Publication of a Nasreen book is always fraught with calls for
censorship. Yet, what is alarming is that in this case demands for
suppressing the book have been driven by fellow writers. Some have been
alarmed by passages detailing relationships with some of Bengal’s
leading novelists and poets. Others have cited extracts saying they
could hurt the sentiments of Muslims. In the first instance, there are
legal provisions for affected parties to seek remedy. They have the
option to file defamation suits, as poet Syed Hasmat Jalal has already
done. In the second, two points merit assertion. One, allowing a text to
remain in the public domain in no way amounts to an official endorsement
of critiques of any religion or its adherents it may contain. Nasreen
herself has attempted to charge the issue by claiming that a previous
instalment of her autobiography (Dwikhandito, or Divided in Two, is the
third part) was more ‘‘anti-Islamic’’. But that book provoked no
tension. It may have got plenty of bad reviews, but that’s where the
matter stayed.

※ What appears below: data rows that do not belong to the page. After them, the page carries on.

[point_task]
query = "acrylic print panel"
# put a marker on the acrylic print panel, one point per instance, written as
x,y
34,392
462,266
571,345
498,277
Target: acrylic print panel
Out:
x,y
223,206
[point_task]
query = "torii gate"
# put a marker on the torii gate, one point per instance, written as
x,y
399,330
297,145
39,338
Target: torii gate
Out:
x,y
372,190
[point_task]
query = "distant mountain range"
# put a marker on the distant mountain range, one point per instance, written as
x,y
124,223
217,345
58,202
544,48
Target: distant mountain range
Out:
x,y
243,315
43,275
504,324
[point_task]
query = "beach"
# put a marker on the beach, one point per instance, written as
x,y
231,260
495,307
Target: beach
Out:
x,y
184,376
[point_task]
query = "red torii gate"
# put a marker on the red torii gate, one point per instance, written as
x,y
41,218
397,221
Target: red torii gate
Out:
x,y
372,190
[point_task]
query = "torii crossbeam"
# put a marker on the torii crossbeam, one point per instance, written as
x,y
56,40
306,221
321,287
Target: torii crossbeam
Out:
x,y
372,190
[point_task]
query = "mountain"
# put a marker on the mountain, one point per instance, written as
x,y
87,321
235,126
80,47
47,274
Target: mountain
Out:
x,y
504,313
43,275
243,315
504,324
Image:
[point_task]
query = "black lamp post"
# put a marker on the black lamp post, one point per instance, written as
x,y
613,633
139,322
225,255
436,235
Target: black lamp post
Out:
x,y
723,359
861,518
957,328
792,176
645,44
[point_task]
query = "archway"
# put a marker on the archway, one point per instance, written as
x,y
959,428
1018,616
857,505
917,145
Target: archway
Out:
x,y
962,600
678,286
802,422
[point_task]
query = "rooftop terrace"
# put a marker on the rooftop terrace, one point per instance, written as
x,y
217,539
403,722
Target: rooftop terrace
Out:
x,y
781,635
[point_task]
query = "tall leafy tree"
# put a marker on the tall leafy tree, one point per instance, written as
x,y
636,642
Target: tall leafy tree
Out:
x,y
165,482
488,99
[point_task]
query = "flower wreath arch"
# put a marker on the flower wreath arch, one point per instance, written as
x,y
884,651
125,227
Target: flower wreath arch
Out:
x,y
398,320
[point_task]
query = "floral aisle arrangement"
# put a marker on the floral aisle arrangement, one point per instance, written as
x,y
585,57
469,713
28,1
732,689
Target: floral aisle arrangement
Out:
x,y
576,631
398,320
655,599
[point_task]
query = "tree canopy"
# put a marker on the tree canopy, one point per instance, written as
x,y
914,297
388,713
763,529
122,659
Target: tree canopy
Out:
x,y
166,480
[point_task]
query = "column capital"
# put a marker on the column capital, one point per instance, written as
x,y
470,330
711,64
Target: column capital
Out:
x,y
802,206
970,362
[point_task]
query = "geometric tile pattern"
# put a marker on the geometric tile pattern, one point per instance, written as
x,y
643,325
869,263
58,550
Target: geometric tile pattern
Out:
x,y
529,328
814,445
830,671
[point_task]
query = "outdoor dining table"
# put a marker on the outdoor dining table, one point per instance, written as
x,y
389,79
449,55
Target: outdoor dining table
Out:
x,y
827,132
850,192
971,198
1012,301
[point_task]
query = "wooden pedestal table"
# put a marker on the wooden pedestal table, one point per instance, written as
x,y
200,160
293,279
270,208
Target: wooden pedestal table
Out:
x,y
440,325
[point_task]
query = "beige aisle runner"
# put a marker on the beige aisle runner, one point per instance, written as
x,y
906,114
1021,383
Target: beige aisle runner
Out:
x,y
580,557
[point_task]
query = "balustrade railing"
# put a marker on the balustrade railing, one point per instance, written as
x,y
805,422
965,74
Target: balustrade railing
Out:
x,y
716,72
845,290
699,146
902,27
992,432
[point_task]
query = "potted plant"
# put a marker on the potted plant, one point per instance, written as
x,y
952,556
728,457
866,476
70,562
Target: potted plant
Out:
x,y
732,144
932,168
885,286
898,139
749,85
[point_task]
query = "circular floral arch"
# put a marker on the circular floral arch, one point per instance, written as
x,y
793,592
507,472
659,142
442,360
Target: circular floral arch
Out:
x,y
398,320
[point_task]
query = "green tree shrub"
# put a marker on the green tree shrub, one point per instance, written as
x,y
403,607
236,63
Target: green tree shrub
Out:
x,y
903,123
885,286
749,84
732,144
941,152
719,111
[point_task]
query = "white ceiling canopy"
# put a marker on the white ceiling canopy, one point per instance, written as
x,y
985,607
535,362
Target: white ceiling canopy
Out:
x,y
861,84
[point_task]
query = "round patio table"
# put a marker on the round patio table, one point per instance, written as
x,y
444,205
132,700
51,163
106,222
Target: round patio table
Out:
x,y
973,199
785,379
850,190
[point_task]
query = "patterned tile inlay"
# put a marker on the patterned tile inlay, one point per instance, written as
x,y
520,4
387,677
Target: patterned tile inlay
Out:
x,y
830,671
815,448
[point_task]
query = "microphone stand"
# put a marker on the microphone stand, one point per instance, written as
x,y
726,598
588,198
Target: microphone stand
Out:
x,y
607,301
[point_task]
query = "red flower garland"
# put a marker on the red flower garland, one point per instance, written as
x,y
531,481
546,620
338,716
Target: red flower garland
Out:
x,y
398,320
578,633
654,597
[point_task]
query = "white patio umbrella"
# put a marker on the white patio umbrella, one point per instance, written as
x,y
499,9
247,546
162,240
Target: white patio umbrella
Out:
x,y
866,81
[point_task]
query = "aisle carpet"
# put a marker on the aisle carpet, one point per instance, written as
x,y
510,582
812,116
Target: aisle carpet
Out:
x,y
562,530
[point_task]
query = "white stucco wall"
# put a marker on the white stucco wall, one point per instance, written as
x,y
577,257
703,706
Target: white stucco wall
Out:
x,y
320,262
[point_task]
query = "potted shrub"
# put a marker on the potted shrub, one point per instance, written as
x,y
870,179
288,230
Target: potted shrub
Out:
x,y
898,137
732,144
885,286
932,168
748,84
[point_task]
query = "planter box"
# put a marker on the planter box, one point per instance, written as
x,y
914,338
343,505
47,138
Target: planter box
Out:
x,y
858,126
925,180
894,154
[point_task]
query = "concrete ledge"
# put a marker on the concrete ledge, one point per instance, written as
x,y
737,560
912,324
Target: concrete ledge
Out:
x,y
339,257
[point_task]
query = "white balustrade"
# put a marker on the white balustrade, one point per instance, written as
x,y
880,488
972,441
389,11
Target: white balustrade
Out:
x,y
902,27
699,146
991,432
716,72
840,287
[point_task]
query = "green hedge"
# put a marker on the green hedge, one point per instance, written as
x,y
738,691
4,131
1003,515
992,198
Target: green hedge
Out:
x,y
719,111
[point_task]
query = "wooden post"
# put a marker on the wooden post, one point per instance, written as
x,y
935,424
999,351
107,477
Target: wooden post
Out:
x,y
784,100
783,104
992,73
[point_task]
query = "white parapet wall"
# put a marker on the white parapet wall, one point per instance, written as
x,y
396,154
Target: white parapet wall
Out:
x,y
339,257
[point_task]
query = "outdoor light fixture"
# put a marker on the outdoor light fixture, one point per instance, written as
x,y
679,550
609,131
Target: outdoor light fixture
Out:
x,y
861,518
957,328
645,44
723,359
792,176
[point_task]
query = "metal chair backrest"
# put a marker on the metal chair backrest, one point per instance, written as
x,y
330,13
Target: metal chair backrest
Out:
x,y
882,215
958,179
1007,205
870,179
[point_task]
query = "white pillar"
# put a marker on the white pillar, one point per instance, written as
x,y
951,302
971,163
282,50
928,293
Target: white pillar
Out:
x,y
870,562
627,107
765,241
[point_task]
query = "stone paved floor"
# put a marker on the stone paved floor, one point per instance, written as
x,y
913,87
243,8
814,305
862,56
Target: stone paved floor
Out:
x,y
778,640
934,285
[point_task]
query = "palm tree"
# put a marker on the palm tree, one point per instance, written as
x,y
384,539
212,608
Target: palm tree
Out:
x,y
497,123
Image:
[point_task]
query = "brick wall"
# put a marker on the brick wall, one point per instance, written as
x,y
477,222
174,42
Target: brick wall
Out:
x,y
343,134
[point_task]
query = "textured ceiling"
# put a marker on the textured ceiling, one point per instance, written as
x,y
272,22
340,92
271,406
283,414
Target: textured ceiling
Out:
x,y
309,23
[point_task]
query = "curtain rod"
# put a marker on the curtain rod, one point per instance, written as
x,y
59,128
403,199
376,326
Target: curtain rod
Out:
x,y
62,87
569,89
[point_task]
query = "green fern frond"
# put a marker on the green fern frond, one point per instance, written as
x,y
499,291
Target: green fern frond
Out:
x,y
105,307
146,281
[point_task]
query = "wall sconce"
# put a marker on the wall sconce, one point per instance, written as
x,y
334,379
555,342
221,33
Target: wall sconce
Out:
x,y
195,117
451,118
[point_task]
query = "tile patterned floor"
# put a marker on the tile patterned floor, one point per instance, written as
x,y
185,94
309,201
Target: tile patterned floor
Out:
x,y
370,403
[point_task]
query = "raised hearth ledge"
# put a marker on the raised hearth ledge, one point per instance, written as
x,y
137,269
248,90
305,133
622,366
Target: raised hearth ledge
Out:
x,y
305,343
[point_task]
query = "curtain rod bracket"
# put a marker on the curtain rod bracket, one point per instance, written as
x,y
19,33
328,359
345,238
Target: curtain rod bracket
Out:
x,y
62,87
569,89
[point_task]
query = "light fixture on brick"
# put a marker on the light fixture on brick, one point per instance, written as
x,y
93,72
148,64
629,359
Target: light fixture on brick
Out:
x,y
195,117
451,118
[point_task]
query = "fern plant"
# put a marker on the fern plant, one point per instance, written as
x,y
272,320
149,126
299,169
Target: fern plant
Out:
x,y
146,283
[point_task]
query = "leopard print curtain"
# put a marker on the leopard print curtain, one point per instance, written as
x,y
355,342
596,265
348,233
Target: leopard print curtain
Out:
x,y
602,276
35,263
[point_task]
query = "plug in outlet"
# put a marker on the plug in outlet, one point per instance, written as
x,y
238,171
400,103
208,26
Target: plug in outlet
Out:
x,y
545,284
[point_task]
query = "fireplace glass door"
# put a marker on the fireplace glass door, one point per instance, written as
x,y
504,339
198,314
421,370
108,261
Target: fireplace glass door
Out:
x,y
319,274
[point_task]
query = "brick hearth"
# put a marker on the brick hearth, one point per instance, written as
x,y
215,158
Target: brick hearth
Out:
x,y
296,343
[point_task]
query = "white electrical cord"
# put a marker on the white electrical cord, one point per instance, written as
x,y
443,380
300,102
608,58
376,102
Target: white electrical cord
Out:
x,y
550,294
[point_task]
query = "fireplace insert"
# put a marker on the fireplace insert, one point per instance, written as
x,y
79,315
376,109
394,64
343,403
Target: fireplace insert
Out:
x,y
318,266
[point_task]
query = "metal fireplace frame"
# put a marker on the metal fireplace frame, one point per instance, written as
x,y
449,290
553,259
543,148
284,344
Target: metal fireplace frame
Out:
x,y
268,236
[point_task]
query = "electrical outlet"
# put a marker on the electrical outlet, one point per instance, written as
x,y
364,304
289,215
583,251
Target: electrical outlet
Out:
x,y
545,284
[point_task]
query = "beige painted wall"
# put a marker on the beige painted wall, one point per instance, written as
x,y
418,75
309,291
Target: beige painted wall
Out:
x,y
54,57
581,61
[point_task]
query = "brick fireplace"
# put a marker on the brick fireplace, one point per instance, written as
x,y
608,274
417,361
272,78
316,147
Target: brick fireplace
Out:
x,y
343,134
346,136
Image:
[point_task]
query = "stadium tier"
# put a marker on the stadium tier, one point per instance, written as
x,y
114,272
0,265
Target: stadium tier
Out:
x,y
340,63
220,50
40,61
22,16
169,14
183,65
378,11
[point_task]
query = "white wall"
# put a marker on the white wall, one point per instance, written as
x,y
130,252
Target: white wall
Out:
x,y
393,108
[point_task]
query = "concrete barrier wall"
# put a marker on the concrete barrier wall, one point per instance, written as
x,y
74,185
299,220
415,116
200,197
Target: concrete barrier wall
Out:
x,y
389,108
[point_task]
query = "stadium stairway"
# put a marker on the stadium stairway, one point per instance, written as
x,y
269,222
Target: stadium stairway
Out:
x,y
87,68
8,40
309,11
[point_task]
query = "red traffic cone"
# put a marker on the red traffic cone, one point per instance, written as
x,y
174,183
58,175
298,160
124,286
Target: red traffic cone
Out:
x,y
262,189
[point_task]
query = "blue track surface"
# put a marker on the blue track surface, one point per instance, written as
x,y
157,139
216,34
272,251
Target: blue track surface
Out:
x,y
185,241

Mahasweta Devi has wryly commented that this ban will in
fact boost sales of Nasreen’s book. Certainly, there’s nothing like
a good cause — freedom of expression — to make even bad art sell.
Two, as The Satanic Verses episode showed, a ban can in fact itself
create tension. By seeming to appease the forces of orthodoxy, bans can
stifle larger movements for reform and open debate.
The West Bengal government’s move therefore is most unfortunate.